うちの連合も何度も城攻めを行っているが、ガチな城攻めは今回が初めてである。
当然のことながら、攻城兵器など持っていない。
(移動型の大砲は、維持費がバカ高い上に故障しやすい……)
今まで、何度も有岡を攻略しても落せなかったのであれば、別の方面からの策略が必要になると思っている。

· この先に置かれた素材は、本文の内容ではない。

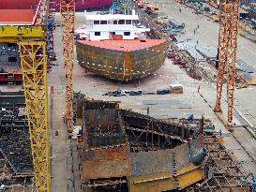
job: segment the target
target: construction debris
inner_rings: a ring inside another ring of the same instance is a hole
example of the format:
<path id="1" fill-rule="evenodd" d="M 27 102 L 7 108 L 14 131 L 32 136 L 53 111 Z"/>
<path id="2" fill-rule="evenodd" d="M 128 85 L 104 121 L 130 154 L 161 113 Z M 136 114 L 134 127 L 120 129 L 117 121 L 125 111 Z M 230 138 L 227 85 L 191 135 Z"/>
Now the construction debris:
<path id="1" fill-rule="evenodd" d="M 31 190 L 32 155 L 23 92 L 0 92 L 1 190 Z M 23 114 L 22 114 L 22 113 Z"/>
<path id="2" fill-rule="evenodd" d="M 83 187 L 143 192 L 154 181 L 150 191 L 172 190 L 203 178 L 199 122 L 153 119 L 119 110 L 114 102 L 83 100 L 83 142 L 78 144 Z M 181 182 L 183 177 L 190 179 Z"/>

それが何かは、まだわからないが、とりあえず、有岡城の正確な地図がほしいと思った。
そのため、自領地に赴き、忍者育成施設「修験寺」で教官を務める流水斎のところに向かう。
■
ぱっと見は、普通の寺のように見えながら、そこかしこに隠し通路のある施設。
それが修験寺である。
その片隅で、流水斎が茶を飲みながら、後進の修行を見ていた。
忍法「へそ茶沸かし」。
一家に一台欲しいものである。
「流水斎。有岡城の地図を作りたい。配下を率いて行ってくれ」
「お言葉ですが、お館さま。有岡は、この老骨にはちいと広すぎます。
時間が無いのであれば、腕の立つ者がひとりふたり欲しいですな」
有岡城は総構えのだだっ広い城郭を持つ。
地図作りには、優秀な忍者の手が何人も必要になる。
だが、赤影さんは今ゲーム世界を不在にしているので、彼の配下を動かす事が出来ない。
流水斎に匹敵するほどの、忍者が何処かに居ないか。
そう考えたとき、俺には思いつくことがあった。
■
フレンドリストを確認しながら、『松下村塾』の坂田にコールする。
2,3度目のコール音の後、眼鏡特有の神経質な声が聞こえた。
最近の彼は、VS大友の前哨戦に備え、海峡警備を行っているらしい。
「何だ?」
「坂田、頼みがあるんだ。官兵衛が有岡城に捕まった」
「ほほう。ついにアレが来たか」
「そうそう。で、猿助の力を貸してほしいんだ」
「猿は荒事には向かないぞ?」
「問題ない。まずは、有岡の地図を作りたい。
どうも、最近の土木工事のせいで、昔の地図が使えないらしいんだ」
「よし、フグ釣りにも飽きてきたとこだし、見に行ってやろう」
いつもながら、上から目線の眼鏡くんを味方につけ、有岡攻略が始まろうとしていた。